Análisis y validación de los perfiles transcriptómicos de variantes histológicas del carcinoma colorrectal
- CARBONELL MUÑOZ, ROSA
- Pablo Conesa Zamora Director
- Maria Isabel Martínez Lacaci Fortuny Co-director
- María C. Turpín Co-director
Universidade de defensa: Universidad Miguel Hernández de Elche
Fecha de defensa: 11 de novembro de 2015
- Luis Pérez García-Estañ Presidente/a
- Mª Pilar García Morales Secretario/a
- Víctor-Manuel Barberá Juan Vogal
- Senador Morán Sánchez Vogal
- Pablo Carbonell Meseguer Vogal
Tipo: Tese
Resumo
El carcinoma tipo serrado (CS) es un subtipo de carcinoma colorrectal (CCR) recientemente reconocido por la OMS. Presenta un fenotipo más agresivo y un peor pronóstico, por lo que es importante disponer de marcadores que nos permitan diagnosticarlo correctamente. Tanto CS como el CCR hMSI-H (con alta inestabilidad de microsatélites y critérios histológicos de MSI-H) han sido propuestos como punto final de la vía del pólipo serrado. Con el fin de valorar las posibles funciones y genes diferenciales en estos dos subtipos histológicos de CCR y buscar marcadores moleculares e histológicos que nos faciliten identificar con que tipo de tumor nos encontramos, se realizaron dos estudios por microarrays de perfiles de expresión génica entre el CS y el adenocarcinoma concencional (CC), y entre CS y CCR hMSI-H. Tras el análisis de los datos se seleccionaron genes diferencialmente expresados para validar su expresión diferencial a nivel de RNAm mediante PCR cuantitativa y a nivel de proteína mediante inmunohistoquímica. Comparado con el CC, el CS presenta expresión diferencial de determinadas funciones como el citoesqueleto y la apoptosis y una desregulación en la función de las GTPasas que parece relacionarse significativamente con el desarrollo del CCR de forma general y comportarse de forma distinta entre ambos tipos de CCR. Se ha identificado a Fascina1 e Hipocalcina como marcadores diagnósticos útiles del CS. La desregulación en la función de las GTPasas parece relacionarse significativamente con el desarrollo del CCR de forma general y comportarse de forma distinta concretamente en el CS con respecto al CC, observándose la expresión de CDC42 aumentada en los CC y la de RAC3 en los CS. A pesar de que la expresión de RAC3 es mayor en CCR hMSI-H que en los CS, también presentan una mayor expresión de RHOA y RHOC y estas podrían frenar la contribución de RAC3 a una mayor agresividad.
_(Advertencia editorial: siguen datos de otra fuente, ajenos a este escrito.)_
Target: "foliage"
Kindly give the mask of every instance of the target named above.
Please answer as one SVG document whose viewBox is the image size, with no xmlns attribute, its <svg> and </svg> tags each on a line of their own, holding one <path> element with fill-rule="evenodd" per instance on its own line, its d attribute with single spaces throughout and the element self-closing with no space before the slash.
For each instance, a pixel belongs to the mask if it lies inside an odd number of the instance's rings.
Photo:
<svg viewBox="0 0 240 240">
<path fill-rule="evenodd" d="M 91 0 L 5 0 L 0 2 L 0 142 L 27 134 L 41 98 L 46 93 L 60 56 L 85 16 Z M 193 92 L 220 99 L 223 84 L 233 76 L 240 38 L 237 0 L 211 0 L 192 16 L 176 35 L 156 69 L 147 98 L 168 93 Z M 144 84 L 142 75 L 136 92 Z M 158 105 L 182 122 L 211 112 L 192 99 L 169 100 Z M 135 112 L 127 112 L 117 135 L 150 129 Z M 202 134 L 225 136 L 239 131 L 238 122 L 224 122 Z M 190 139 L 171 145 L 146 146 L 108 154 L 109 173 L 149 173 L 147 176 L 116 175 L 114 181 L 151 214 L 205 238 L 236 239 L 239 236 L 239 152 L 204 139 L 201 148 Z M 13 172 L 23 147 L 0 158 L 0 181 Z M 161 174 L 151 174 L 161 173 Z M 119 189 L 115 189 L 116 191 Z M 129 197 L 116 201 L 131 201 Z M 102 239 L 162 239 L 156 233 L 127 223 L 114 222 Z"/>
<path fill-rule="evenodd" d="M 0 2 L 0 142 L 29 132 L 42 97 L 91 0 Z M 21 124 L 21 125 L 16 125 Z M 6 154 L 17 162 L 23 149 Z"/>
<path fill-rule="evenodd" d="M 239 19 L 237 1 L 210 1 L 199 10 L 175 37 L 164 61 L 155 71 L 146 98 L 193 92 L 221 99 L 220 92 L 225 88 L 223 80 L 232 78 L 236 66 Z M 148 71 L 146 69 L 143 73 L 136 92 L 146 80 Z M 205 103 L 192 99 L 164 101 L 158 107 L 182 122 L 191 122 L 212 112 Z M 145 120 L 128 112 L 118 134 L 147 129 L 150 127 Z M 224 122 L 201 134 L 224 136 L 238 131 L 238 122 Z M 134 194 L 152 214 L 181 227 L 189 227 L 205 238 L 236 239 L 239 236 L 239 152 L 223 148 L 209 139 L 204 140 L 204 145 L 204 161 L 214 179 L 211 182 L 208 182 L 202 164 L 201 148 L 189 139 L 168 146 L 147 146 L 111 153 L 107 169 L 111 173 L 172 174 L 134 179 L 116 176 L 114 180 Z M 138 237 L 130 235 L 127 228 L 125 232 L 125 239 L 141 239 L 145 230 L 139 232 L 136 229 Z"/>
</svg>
De la comparacíón de CS con CCR hMSI-H destaca la expresión diferencial de funciones relacionadas con la respuesta inmunológica, que podrían explicar los hallazgos clinicopatológicos observados para el CS en cuanto a la capacidad de éste para evitar el sistema inmune. La mayor expresión de ICAM1 en hMSI-H tumoral podría contribuir al desarrollo de una mejor respuesta inmune en este tipo de tumor.